Des centaines de militaires, de tous grades, ont co-signé une lettre ouverte aux représentants de la Nation, texte relayé depuis dans Valeurs Actuelles.
Ils y font part de leurs inquiétudes, que toute personne de bonne foi au fait de la situation du pays ne peut que partager. Ils affirment qu’ils sont disposés à servir la France aux côtés de tous les politiques qui, contre l’islamisme, contre ceux qui sèment la haine raciale, et à l’écoute du peuple, auront à cœur « d’appliquer sans faiblesse des lois qui existent déjà » car « il ne peut et ne doit exister aucune ville, aucun quartier où les lois de la République ne s’appliquent pas. »
Les réactions sont, pour le moins, contrastées. De la part du gouvernement, on notera hélas le contre-sens fait par Florence Parly. En effet, la ministre des Armées a affirmé que « deux principes immuables guident l’action des militaires vis-à-vis du politique : neutralité et loyauté. » C’est inexact : la loyauté des militaires ne peut aller qu’à la nation et au peuple souverain, et certainement pas au « politique », quel qu’il soit. On s’étonne un peu de devoir le rappeler à un gouvernement de la Cinquième République, fondée par un militaire en retraite, et qui d’ailleurs n’avait pas attendu la retraite pour s’exprimer contre l’autorité politique mais pour la France, un certain 18 juin.
On pourrait commenter d’avantage, mais que l’on me permette d’emprunter plutôt, sans rien leur ajouter, les mots de quelqu’un de bien plus grand que moi :
Je pense, avec Pascal, que le zèle est étrange « qui s’irrite contre ceux qui accusent des fautes publiques, et non pas contre ceux qui les commettent »… « Jamais les saints ne se sont tus », a-t-il encore écrit ailleurs. Ce n’est pas une devise pour la censure ! Elle n’en mérite pas moins d’être méditée par quiconque, sans prétendre, hélas ! à la sainteté, s’efforce simplement vers la modeste moralité de l’honnête homme.

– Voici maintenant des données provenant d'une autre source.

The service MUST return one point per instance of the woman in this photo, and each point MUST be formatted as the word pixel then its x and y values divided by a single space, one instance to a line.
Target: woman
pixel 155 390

Il lui faudra enfin, à ce peuple, se remettre à l’école de la vraie liberté d’esprit. « Il est bon qu’il y ait des hérétiques » : les milieux militaires n’étaient pas les seuls à avoir perdu de vue cette maxime de sagesse.
Nous savions. Et pourtant, paresseusement, lâchement, nous avons laissé faire. Nous avons craint le heurt de la foule, les sarcasmes de nos amis, l’incompréhensif mépris de nos maîtres. Nous n’avons pas osé être, sur la place publique, la voix qui crie, d’abord dans le désert, mais du moins, quel que soit le succès final, peut toujours se rendre la justice d’avoir crié sa foi. Nous avons préféré nous confiner dans la craintive quiétude de nos ateliers. Puissent nos cadets nous pardonner le sang qui est sur nos mains !
L’auteur de ces lignes ? Marc Bloch. Dans L’étrange défaite.
Je laisse chacun juger de la manière dont ses propos s’appliquent à notre temps.